My early experience is mixed with these ads. In Pandora, for instance, the geo-targeting was about right when it fed me an offer to book Maryland bands (I live right over the line in Delaware), but the link kicks me into a full Web site that is poorly identified and filled with microscopic, mobile-unfriendly text. Google is not responsible for landing pages, of course, but it is the first sign that a Web experience is being grafted onto mobile. To Pandora's credit, however, it handles the ads well. Google ads rotate in with the display banners, and the click-through keeps the user in the app (the music keeps playing).

I had a similar experience in Urbanspoon, an early tester of the Google AdWords network. The targeting was pretty good. My restaurant selector was set for Korean food and the Google ad popped up a link to a Korean chain that had a Philadelphia location. But again, the experience was geared to the Web. I got a full Web site that I had to pinch and scroll endlessly. And again, Urbanspoon was smart and kind enough to keep me in their app. If I had been kicked over to the Safari browser for this, I would have been ticked off.

I know that many of my friends in the industry disagree with me, but I think the full Web experience on mobile is wholly unappealing. In this case, it's not just that a landing site is unlikely to format well even on the iPhone, but that you don't know what kind of load the site will carry. Sitting on top of my router this is fine, but out there on the patchy AT&T 3G network, it will make me think thrice before clicking a Google text link. Along the way I have gotten some blank screens as landing pages and some customary Google targeting misfires.

I am also not sure about the topic targeting. My "Pizza" hunt in Urbanspoon got me to my nearby Pizza Hut in Newark, with a Google counterpoint ad for Papa John's -- but in Philly. That's not so bad. But if I am listening to my custom "The Band" channel on Pandora, do I really want to book a band or listen to music? OK, so I figure I might screw with the machine. I put on my daughter's Megadeth channel. I get a Google ad for DUI lawyers.

"Carly Simon radio" renders Sentinel Self Storage. I am struggling for the connection. And then in subsequent songs the DUI ads cycle back in. Because James Taylor- and Carole King-lovers are known for their intemperance? Or I just look a little woozy?

It gets better. "Born to Run" radio kicks me over to a spa site ("Be Truly Well"), which seems a likely place to run into Bruce.

Now here is an interesting one. I create an Eminem station and get an ad that finally seems right on target for "Music Video." It links to Bing.com/shopping. No joke. The best targeting Google mustered for me kicked me over to Bing to buy music videos.

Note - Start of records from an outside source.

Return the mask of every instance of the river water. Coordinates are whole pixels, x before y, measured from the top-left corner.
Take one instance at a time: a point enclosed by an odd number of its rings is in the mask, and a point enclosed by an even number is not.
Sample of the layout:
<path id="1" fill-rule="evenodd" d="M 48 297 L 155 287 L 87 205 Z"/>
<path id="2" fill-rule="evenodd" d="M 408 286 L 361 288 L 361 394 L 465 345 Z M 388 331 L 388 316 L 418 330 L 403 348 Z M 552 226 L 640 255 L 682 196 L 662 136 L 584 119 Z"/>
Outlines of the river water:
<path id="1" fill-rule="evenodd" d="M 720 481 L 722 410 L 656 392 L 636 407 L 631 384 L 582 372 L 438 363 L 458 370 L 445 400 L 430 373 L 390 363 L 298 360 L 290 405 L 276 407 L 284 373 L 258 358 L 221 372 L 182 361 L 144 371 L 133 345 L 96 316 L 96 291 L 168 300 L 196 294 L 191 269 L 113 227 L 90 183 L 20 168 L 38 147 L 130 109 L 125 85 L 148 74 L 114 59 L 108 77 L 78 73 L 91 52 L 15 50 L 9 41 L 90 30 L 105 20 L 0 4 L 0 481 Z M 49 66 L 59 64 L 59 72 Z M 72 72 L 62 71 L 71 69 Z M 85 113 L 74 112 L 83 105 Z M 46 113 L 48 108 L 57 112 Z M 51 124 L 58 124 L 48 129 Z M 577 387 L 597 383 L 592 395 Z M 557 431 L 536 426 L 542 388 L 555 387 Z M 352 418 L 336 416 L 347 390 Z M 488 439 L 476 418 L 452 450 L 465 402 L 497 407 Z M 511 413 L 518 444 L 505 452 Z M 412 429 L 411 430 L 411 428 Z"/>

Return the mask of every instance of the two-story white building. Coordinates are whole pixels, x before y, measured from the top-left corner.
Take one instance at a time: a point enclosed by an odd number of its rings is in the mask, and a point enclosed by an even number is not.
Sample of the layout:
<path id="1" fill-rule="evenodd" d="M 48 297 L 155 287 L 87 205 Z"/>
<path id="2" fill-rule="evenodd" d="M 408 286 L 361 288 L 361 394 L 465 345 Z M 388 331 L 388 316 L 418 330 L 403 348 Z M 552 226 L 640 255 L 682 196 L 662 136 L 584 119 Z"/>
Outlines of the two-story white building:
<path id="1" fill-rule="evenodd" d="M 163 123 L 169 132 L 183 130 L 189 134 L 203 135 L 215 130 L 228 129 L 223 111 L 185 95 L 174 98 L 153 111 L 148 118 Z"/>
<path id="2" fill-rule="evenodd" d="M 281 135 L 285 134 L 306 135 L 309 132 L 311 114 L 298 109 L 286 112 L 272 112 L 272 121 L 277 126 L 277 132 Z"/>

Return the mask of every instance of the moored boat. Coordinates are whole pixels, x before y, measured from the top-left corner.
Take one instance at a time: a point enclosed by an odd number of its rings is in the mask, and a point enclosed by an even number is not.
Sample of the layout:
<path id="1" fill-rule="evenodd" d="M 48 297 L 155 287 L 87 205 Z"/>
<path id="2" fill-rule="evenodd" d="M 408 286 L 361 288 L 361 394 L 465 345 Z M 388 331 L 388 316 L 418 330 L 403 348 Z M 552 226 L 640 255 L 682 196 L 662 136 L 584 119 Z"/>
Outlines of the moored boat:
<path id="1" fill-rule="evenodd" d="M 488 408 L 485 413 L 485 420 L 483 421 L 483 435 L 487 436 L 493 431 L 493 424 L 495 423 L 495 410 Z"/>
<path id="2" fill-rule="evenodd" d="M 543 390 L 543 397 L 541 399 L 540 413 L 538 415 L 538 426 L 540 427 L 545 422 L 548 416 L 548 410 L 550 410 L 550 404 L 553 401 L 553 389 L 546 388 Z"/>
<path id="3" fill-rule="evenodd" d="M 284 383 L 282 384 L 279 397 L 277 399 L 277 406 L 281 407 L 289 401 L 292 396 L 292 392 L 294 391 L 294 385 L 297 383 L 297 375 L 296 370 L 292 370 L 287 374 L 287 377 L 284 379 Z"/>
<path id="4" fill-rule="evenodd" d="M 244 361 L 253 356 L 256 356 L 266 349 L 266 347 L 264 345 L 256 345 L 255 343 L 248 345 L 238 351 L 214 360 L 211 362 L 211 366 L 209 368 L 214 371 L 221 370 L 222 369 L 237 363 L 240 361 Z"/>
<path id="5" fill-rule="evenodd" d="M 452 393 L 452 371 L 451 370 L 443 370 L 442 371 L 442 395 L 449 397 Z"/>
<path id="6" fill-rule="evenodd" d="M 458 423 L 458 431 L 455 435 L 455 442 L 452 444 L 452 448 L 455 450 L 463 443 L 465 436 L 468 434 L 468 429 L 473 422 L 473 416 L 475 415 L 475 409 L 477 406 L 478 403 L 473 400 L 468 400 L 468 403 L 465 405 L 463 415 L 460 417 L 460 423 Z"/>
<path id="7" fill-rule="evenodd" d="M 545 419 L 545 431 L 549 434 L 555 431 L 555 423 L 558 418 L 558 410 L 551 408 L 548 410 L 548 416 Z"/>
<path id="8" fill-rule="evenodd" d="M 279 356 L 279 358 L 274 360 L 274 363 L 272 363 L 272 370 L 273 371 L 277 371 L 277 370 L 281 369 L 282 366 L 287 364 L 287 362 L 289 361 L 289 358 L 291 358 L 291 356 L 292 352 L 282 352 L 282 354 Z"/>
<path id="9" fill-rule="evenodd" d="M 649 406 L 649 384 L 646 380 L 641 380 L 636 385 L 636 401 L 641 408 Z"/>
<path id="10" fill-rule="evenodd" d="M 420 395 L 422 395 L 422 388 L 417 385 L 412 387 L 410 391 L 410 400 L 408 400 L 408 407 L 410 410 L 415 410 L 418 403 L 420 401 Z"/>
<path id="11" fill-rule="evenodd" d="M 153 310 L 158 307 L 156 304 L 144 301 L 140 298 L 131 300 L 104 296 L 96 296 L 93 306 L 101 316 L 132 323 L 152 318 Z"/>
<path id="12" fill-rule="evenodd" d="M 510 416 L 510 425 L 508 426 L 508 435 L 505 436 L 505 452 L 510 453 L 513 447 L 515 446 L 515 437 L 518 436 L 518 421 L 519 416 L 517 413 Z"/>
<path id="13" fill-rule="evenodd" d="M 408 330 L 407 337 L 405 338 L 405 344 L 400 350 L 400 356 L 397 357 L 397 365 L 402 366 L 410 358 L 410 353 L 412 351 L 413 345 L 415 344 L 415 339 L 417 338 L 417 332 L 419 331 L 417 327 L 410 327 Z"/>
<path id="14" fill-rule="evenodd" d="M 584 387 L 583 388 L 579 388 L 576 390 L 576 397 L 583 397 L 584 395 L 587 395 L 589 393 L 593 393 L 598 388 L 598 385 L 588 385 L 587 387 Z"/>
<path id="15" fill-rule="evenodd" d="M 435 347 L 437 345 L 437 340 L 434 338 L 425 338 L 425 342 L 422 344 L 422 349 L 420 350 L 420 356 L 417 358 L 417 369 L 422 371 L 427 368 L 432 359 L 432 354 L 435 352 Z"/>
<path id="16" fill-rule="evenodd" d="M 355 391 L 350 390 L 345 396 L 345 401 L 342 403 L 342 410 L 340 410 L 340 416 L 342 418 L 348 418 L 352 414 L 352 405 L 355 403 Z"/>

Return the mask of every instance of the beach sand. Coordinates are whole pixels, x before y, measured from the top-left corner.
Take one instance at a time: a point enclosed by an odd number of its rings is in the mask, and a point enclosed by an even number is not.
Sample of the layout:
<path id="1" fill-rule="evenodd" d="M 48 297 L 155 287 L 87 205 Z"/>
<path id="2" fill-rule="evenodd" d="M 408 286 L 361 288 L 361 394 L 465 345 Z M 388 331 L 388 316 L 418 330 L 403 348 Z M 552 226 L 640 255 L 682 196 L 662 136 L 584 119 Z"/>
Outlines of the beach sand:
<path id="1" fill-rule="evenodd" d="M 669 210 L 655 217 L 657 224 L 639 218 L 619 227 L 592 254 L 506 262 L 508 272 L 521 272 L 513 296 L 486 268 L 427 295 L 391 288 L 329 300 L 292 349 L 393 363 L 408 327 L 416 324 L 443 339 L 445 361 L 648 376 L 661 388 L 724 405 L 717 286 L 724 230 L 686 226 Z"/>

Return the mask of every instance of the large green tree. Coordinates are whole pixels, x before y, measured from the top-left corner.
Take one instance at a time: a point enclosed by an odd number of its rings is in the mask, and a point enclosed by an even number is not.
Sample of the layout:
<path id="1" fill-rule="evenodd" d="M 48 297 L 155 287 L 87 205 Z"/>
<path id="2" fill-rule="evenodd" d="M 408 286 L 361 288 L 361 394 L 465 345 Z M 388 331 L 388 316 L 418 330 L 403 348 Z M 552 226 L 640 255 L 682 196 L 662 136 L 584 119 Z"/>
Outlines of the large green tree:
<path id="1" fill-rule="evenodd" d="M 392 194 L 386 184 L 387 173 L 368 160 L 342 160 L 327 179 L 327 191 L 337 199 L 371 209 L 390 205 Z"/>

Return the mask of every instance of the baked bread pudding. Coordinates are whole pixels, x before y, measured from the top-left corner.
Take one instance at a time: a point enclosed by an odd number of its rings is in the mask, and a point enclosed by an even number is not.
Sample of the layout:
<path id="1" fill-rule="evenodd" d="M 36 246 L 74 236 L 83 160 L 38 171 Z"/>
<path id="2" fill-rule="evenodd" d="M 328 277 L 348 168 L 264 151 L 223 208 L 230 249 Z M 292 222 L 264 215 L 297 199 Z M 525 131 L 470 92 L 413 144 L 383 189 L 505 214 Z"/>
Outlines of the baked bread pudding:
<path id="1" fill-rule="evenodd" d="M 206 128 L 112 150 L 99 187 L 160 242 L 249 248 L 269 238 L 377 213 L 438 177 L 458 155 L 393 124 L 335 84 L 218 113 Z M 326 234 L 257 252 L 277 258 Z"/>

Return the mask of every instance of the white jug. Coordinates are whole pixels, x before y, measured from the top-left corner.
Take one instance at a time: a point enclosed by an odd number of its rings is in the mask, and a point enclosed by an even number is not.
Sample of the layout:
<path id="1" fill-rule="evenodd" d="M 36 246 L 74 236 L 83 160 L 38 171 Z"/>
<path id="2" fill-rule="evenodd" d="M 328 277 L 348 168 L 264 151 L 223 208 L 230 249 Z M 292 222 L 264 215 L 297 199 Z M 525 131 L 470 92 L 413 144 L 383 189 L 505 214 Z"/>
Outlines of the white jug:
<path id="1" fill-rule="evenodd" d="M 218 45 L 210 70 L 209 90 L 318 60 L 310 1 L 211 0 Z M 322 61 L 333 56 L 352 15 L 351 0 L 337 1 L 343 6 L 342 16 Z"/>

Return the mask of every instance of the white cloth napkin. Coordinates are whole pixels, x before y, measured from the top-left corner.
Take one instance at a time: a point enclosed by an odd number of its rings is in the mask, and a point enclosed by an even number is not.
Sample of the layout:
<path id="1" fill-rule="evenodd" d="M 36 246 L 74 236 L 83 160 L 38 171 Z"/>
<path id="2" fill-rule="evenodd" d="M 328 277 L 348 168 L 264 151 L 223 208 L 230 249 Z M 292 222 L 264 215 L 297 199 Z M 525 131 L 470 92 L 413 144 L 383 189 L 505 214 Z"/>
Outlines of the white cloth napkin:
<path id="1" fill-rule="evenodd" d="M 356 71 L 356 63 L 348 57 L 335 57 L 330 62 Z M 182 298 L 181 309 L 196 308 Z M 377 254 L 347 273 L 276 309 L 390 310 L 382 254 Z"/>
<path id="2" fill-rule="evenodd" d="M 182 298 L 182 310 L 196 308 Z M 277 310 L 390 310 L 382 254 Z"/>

To paraphrase Don Rickles, I kid because I love. In fact, I like the fact that Google is here more obviously because it does help validate the platform as an ad vehicle. Indeed, the text links here look better and are more visible than their Web counterparts. The prose is not very compelling. But with that higher visibility, the flaws in the system become more apparent. So far I am not seeing any interesting calls to action. Well, I guess "Be Truly Well" is close. On the other hand, the user experience is still cobbled and half-assed. The worst aspect of mobile advertising is that the consumer really doesn't know what he or she will get on the other side of a click, and in this sense Google isn't helping by dumping us onto indecipherable Web pages that make us work to absorb the pitch. Or telling a James Taylor fan he may have a drinking problem.